Sachril Agustin Berutu - detikNews
Senin, 11 Mei 2020 19:12 WIB
Wakil Wali Kota Bogor Dedie A Rachim
Wakil Wali Kota Bogor Dedie A Rachim (Dok. Youtube Pemkot Bogor)
Jakarta -

Pemerintah Kota Bogor mengajukan perpanjangan masa pembatasan sosial berskala besar (PSBB) ke Gubernur Jawa Barat Ridwan Kamil untuk diteruskan ke Menteri Kesehatan Terawan Agus Putranto. Wakil Wali Kota Bogor Dedie A Rachim menyebut proposal permohonan perpanjangan PSBB tahap ketiga ini dikirim hari ini.

"Jadi perpanjangan (PSBB) tahap ketiga ini suratnya dilayangkan hari ini juga kepada Gubernur Jabar (Jawa Barat)," kata Dedie ketika dihubungi, Senin (11/5/2020).

Dedie menambahkan belum diketahui sampai kapan PSBB ketiga ini diberlakukan. Sebab, lanjutnya, Gubernur Jabar Ridwan Kamil menginginkan agar pelaksanaan PSBB Bodebek disamakan waktunya dengan DKI Jakarta.

Dedie mengungkapkan belum diketahui secara pasti apakah PSBB Bodebek tahap ketiga ini diperpanjang sampai Selasa (26/5) atau Jumat (22/5). Namun dia mengatakan 5 kepala daerah Bodebek sepakat agar PSBB diperpanjang dan sudah mengajukan permohonan ini ke Ridwan Kamil.

"Sama, semua mengajukan juga. (Lima kepala daerah) sepakat, iya," sebut Dedie.

"Tetapi formalitasnya tetap kita usulkan 14 hari ke depan. Nanti tinggal diputuskan nanti oleh gubernur atau Kemenkes (Kementerian Kesehatan) apakah sama dengan DKI atau bagaimana, kita ikut saja," ucapnya.
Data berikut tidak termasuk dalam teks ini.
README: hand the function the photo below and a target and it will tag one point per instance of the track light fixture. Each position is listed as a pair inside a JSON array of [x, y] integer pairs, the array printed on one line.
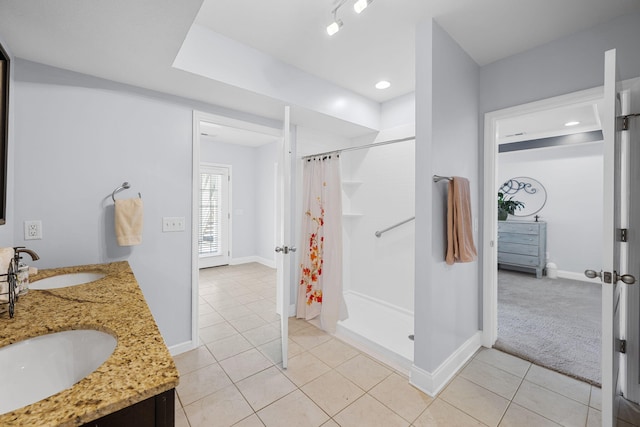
[[335, 26]]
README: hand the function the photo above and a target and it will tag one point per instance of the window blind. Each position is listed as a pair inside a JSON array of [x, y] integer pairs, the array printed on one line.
[[210, 214]]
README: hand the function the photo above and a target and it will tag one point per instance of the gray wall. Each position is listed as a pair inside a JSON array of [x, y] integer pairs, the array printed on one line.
[[76, 139], [265, 238], [446, 297], [6, 230], [566, 65]]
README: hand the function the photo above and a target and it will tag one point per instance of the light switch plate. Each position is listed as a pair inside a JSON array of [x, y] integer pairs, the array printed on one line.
[[33, 230], [173, 223]]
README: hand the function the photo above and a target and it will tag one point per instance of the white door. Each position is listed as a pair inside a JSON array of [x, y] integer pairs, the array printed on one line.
[[614, 262], [633, 295], [213, 230], [285, 248]]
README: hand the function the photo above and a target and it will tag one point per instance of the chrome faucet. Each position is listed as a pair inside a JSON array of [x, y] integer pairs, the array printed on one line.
[[21, 249]]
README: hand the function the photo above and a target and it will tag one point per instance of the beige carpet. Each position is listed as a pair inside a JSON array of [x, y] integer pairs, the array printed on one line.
[[554, 323]]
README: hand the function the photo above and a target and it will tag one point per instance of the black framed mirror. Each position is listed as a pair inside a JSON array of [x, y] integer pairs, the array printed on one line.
[[530, 192], [4, 131]]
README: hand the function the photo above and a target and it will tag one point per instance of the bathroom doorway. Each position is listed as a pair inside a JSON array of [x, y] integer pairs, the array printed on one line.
[[214, 231], [250, 151]]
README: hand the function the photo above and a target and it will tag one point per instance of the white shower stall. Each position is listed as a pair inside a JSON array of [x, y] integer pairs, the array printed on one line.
[[378, 189]]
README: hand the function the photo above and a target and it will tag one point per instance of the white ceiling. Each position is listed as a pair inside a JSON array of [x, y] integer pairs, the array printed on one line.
[[135, 42], [212, 132], [380, 42], [548, 123]]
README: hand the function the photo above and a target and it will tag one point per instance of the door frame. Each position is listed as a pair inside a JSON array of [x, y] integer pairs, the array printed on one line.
[[229, 208], [197, 117], [490, 210]]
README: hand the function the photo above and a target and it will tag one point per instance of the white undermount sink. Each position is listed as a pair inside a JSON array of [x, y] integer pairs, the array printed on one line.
[[39, 367], [64, 280]]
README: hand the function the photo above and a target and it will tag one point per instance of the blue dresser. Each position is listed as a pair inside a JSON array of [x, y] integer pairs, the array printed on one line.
[[522, 246]]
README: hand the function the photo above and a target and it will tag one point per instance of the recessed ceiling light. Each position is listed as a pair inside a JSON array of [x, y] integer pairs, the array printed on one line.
[[334, 27], [361, 5]]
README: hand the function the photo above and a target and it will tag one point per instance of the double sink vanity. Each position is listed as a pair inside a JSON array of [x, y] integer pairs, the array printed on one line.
[[83, 349]]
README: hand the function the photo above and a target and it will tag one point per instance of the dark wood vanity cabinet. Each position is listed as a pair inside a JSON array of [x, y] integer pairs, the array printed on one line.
[[157, 411]]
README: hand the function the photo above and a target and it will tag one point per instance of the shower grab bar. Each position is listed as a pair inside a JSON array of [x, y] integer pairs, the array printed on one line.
[[379, 233]]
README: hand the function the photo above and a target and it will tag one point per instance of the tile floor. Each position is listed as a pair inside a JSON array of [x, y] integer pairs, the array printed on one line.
[[235, 377]]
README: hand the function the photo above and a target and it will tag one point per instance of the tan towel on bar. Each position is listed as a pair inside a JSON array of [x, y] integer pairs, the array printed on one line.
[[128, 224], [6, 255], [460, 247]]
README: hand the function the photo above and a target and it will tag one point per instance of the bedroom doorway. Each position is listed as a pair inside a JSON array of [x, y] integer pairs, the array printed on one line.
[[553, 322]]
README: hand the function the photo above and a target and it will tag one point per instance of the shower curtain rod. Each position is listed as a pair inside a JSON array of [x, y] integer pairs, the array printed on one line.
[[375, 144]]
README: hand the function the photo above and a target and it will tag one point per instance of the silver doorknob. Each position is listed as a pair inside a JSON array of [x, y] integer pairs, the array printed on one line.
[[592, 274], [626, 278]]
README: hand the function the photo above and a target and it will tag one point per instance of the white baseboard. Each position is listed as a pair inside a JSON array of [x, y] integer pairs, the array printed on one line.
[[433, 382], [181, 348], [563, 274], [246, 260]]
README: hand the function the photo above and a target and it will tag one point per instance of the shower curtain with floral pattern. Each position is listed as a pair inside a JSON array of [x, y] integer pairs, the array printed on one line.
[[320, 287]]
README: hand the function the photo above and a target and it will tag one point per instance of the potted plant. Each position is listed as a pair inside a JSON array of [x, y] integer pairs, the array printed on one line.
[[507, 206]]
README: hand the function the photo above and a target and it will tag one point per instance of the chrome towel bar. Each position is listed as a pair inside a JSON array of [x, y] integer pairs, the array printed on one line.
[[438, 178], [125, 185]]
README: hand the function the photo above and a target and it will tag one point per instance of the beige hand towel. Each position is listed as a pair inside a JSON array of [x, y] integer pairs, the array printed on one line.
[[128, 221], [460, 247], [6, 255]]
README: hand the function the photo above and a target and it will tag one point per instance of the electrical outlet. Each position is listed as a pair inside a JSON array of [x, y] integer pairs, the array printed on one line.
[[33, 230], [173, 223]]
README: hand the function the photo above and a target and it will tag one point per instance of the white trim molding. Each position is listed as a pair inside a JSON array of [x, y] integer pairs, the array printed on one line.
[[433, 382], [182, 347], [247, 259]]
Wali Kota Bogor, Bima Arya menambahkan Pemkot Bogor akan lebih intens melakukan swab test dan rapid test kepada masyarakat. Berdasarkan hasil evaluasi PSBB tahap dua, kata Bima, data menunjukkan tren penyebaran COVID-19 di Kota Bogor cenderung melandai.

"Kami juga sepakat trennya yang landai itu harus diiringi langkah-langkah ketat agar ada percepatan penanganan COVID-19 di Kota Bogor. Ke depan akan ada momentum Idul Fitri yang tentunya harus diantisipasi dengan langkah-langkah yang lebih ketat," jelas Bima dalam keterangannya, Senin.
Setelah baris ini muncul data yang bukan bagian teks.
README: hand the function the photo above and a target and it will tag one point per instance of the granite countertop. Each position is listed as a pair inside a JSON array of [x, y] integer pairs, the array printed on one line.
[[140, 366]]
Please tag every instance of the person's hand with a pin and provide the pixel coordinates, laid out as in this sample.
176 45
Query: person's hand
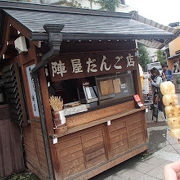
172 171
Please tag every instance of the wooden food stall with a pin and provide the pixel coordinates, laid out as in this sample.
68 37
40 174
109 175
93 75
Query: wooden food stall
89 59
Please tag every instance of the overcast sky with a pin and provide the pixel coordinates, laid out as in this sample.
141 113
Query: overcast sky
161 11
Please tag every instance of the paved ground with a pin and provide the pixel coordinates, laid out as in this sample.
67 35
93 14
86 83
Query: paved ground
163 149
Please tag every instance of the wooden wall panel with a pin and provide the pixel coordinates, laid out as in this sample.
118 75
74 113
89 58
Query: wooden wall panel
82 150
70 155
118 137
135 129
35 150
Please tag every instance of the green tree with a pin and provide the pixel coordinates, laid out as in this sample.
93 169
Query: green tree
109 5
161 57
143 58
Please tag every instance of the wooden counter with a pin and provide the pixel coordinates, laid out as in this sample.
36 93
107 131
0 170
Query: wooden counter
88 149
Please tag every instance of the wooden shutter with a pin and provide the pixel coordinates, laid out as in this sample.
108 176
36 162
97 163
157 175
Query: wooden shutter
14 93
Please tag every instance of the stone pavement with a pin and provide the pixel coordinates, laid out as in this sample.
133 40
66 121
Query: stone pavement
163 149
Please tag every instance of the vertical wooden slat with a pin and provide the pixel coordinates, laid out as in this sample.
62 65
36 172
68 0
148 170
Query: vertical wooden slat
11 156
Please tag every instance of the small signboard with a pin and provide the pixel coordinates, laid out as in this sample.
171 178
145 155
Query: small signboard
32 90
77 65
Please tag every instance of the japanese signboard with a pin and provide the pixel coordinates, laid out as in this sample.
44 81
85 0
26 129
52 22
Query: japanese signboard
32 90
77 65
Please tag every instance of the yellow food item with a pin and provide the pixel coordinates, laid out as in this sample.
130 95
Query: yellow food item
175 133
167 87
174 122
170 99
172 111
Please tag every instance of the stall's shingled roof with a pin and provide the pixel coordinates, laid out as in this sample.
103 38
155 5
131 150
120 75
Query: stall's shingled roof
83 24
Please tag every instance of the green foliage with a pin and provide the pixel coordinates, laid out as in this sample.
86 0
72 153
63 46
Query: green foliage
161 57
143 58
109 5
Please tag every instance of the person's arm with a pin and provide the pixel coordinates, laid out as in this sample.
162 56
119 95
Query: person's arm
158 82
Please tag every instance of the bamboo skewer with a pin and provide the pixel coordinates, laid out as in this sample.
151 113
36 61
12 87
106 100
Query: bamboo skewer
56 103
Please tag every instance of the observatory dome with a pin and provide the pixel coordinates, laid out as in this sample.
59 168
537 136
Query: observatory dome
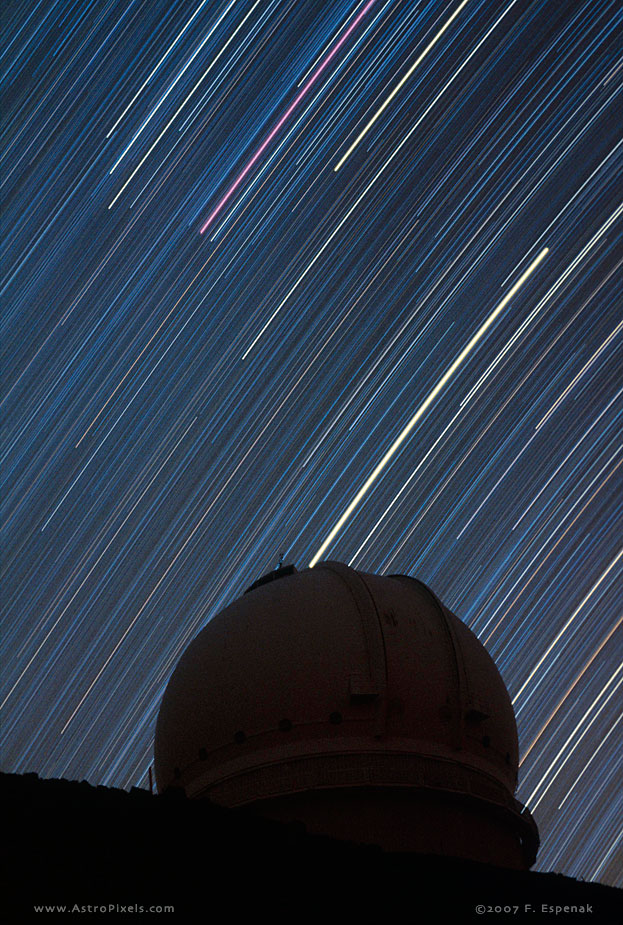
356 703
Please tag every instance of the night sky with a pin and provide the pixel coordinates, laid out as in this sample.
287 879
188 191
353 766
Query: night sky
330 280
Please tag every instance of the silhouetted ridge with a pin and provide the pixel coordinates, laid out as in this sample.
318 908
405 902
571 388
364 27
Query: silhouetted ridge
74 843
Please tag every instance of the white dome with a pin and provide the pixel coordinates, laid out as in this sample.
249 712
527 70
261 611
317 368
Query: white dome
334 685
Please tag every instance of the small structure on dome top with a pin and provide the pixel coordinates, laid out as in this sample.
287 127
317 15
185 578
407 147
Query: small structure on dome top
357 704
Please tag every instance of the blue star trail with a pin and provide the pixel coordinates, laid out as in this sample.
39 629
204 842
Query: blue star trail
334 280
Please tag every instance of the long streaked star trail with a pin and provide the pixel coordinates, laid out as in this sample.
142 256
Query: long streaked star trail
413 270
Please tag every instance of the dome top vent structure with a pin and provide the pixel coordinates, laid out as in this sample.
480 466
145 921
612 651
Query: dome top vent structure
356 703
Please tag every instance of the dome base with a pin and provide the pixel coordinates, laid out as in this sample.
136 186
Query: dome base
404 820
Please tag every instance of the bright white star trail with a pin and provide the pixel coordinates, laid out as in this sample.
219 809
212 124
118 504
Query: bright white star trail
397 342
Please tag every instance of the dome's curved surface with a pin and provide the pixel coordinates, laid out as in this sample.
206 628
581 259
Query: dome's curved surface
330 687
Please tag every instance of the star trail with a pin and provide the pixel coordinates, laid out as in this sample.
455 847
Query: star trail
334 280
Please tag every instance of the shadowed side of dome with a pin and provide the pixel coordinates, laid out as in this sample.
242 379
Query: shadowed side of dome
357 703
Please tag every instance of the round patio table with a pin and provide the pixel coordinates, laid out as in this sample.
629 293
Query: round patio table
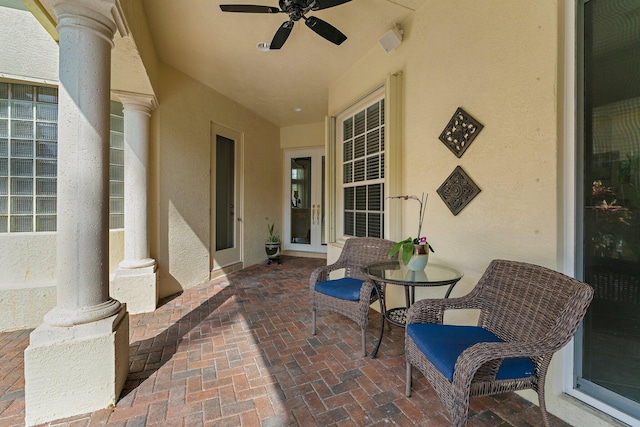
396 273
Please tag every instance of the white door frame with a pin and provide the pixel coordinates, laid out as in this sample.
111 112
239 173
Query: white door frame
227 257
315 153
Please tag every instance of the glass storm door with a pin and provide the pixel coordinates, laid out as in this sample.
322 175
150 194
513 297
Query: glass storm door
304 208
225 173
608 348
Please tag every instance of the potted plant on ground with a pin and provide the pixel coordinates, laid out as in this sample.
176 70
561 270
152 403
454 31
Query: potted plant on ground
414 251
272 245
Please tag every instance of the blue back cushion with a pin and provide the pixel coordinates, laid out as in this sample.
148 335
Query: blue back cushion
346 288
442 344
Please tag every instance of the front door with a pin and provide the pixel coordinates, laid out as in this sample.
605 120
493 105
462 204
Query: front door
304 201
226 208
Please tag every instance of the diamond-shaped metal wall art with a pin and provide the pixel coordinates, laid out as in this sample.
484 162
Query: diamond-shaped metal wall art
458 190
460 132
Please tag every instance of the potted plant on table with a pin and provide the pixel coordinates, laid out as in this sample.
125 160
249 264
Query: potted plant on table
414 252
272 245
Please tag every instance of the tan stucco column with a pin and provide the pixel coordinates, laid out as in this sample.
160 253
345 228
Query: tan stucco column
77 360
134 282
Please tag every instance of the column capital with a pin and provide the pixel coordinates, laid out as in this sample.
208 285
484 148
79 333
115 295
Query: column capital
106 12
137 101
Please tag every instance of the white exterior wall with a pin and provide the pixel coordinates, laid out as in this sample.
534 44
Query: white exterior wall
37 59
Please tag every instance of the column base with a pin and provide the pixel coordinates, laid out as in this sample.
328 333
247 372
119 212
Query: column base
75 370
137 287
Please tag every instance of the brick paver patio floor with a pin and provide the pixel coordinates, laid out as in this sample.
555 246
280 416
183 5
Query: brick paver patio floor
238 351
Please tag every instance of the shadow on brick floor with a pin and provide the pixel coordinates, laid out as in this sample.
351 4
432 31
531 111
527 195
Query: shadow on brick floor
237 351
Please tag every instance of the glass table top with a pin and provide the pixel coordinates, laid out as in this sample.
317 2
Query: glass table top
398 273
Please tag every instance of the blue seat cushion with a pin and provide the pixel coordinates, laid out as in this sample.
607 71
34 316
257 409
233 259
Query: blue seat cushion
442 344
346 288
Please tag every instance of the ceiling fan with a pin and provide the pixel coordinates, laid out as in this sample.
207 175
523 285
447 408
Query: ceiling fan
296 9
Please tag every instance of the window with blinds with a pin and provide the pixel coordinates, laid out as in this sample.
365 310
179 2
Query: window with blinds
28 159
363 172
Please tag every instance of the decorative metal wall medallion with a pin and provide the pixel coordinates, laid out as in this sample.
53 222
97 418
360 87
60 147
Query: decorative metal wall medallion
458 190
460 132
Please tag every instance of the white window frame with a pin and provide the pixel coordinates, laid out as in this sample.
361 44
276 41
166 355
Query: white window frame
116 180
390 91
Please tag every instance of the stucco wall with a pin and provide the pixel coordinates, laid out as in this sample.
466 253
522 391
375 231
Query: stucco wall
499 61
308 135
37 59
180 178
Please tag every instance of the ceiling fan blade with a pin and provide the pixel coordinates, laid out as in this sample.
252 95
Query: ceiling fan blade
326 30
281 35
325 4
248 8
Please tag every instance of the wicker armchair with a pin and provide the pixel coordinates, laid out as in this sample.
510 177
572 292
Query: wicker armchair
527 313
352 295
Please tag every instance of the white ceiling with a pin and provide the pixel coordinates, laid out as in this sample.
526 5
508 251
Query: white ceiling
219 49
Bima menambahkan, Pemkot Bogor akan merumuskan beberapa hal yang lebih detail dan teknis mengenai sanksi. Selain itu, lanjutnya, Pemkot Bogor juga akan memberi pengaturan yang lebih ketat bagi penumpang KRL dari Bogor ke Jakarta atau sebaliknya.
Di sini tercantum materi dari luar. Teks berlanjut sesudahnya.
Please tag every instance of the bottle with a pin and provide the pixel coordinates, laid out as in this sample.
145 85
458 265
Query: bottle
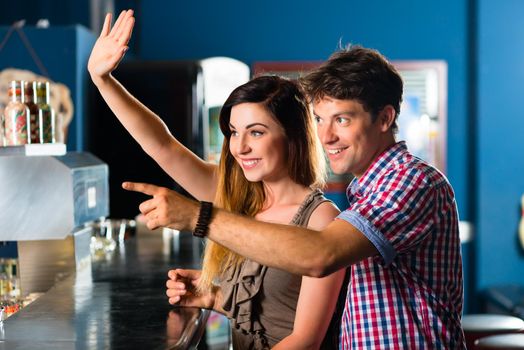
521 224
46 114
29 100
16 116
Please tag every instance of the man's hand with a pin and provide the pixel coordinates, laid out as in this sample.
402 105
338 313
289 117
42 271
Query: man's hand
181 289
167 208
110 46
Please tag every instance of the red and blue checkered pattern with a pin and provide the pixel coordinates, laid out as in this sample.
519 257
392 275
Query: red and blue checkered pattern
410 295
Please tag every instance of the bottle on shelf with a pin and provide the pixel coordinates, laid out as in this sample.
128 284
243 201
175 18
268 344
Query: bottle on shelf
16 116
29 100
46 114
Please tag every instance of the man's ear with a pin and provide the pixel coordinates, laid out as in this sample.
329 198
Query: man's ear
387 118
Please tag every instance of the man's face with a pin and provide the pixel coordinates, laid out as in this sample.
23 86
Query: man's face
350 138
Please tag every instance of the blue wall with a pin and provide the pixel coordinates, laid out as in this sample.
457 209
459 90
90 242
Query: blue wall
500 147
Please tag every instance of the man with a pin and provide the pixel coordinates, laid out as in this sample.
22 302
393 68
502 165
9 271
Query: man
399 235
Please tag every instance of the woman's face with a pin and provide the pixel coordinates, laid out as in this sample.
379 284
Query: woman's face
258 143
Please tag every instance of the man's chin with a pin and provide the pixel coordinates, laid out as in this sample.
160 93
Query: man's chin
337 170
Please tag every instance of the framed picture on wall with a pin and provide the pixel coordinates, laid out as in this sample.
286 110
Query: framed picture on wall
423 116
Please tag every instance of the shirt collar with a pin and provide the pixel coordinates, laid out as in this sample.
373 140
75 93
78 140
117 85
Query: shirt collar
377 167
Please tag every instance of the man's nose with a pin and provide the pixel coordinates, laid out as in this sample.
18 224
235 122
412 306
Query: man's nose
326 134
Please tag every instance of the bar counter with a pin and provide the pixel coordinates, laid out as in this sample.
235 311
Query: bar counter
118 302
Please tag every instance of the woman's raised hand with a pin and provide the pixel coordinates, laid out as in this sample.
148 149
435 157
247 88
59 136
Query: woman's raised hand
111 45
181 289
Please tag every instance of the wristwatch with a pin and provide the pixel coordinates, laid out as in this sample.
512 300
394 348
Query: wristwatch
204 217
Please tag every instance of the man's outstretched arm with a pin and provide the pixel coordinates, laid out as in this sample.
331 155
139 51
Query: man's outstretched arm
295 249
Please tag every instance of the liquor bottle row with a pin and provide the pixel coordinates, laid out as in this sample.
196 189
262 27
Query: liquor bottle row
28 118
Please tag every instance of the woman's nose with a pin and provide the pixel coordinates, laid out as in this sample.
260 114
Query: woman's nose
242 145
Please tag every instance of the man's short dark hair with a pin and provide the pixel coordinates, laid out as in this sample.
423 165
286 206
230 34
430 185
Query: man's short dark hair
357 73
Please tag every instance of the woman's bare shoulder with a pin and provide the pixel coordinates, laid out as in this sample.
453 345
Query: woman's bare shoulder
323 215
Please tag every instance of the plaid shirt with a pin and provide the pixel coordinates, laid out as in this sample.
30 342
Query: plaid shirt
410 295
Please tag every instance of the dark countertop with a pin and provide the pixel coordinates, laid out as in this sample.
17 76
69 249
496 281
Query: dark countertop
118 302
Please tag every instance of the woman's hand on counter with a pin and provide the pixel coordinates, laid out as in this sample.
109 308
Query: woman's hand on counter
181 289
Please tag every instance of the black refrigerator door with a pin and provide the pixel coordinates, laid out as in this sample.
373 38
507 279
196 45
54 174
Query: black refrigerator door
173 90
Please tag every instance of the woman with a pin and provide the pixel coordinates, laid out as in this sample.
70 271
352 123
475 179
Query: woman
269 168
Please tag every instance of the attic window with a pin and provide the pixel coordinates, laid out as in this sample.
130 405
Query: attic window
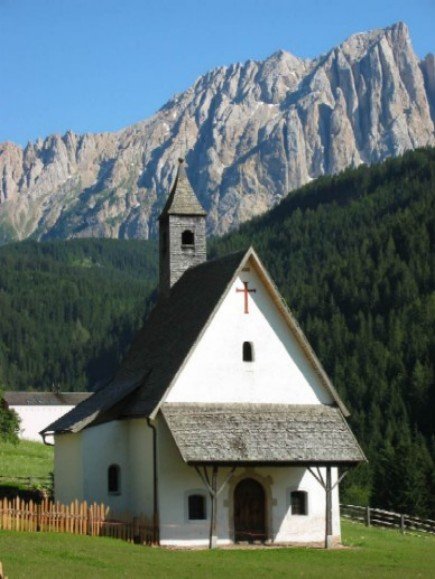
248 352
114 479
188 238
298 501
196 507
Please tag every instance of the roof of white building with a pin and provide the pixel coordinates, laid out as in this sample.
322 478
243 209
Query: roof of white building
19 398
266 433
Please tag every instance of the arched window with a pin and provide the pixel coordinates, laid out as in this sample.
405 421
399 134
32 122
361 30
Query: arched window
114 479
299 503
196 507
187 237
164 242
248 352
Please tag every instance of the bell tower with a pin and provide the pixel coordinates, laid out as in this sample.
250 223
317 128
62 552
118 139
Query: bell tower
182 238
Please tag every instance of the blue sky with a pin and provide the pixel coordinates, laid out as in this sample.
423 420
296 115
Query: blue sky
99 65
"Saat ini PT KAI sudah menambah jam operasional dari pukul 04.00 WIB agar tidak terjadi penumpukan, ada juga antisipasi layanan bus dari BPTJ. Kita akan sosialisasikan dulu mengenai kewajiban penggunaan surat keterangan bekerja di sektor yang dikecualikan berdasarkan aturan PSBB," kata Bima.